Lessons from the Trenches: rewriting and re-releasing virtualenv

Bernat Gabor

Packaging Virtual Env python

See in schedule

virtualenv is a tool that builds virtual environments for Python. It was first created in September 2007 and lived most of its life being a single file project with an increasing amount of (scary) workarounds within. It managed to grow until it was 2,700 lines of code. Maintaining this project became increasingly more troublesome, to the point where, we had more than 500 open issues at one point. In July 2019, I started working from scratch on a rewrite, with the goal of not just increasing the project's maintainability, but also to make it faster and add some new features that were just impossible or too hard to do in the existing code base. Fast forward six months to January 2020, when we released the first beta, with the first full release coming out on 10th February. It took a bit more than a month to squash all the open bugs tickets, but April started without any remaining open bug tickets. This talk will cover the lessons I've learned while on this journey.

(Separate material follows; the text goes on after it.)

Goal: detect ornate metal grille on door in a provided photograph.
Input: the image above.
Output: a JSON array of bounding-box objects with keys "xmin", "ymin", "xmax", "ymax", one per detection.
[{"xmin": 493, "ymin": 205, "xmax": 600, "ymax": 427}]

Type: Talk (45 mins); Python level: Beginner; Domain level: Beginner


Bernat Gabor

Bloomberg LP

I work at Bloomberg, a technology company with more than 6,000 software engineers around the world – 2,000 of whom use Python in their daily roles. I'm part of the company's Python Guild, a group of engineers dedicated to improving the adoption, usage, and best practices of Python within the company. Over the past two years, I've given multiple presentations to various groups (each with 100+ attendees): twice at EuroPython, once at PyCon US, twice at PyLondonium, and once at the London Python Meetup. I've been using Python since 2011 and have been a busy participant in the open-source Python community. I am the maintainer of the virtualenv package (tool allowing the creation of Python virtual environments for all Python versions and interpreter types, including CPython, Jython and PyPy). I also maintain the tox tool (allows for easy testing to ensure Python code works under multiple Python versions/library versions) and have contributed to various other Python packages.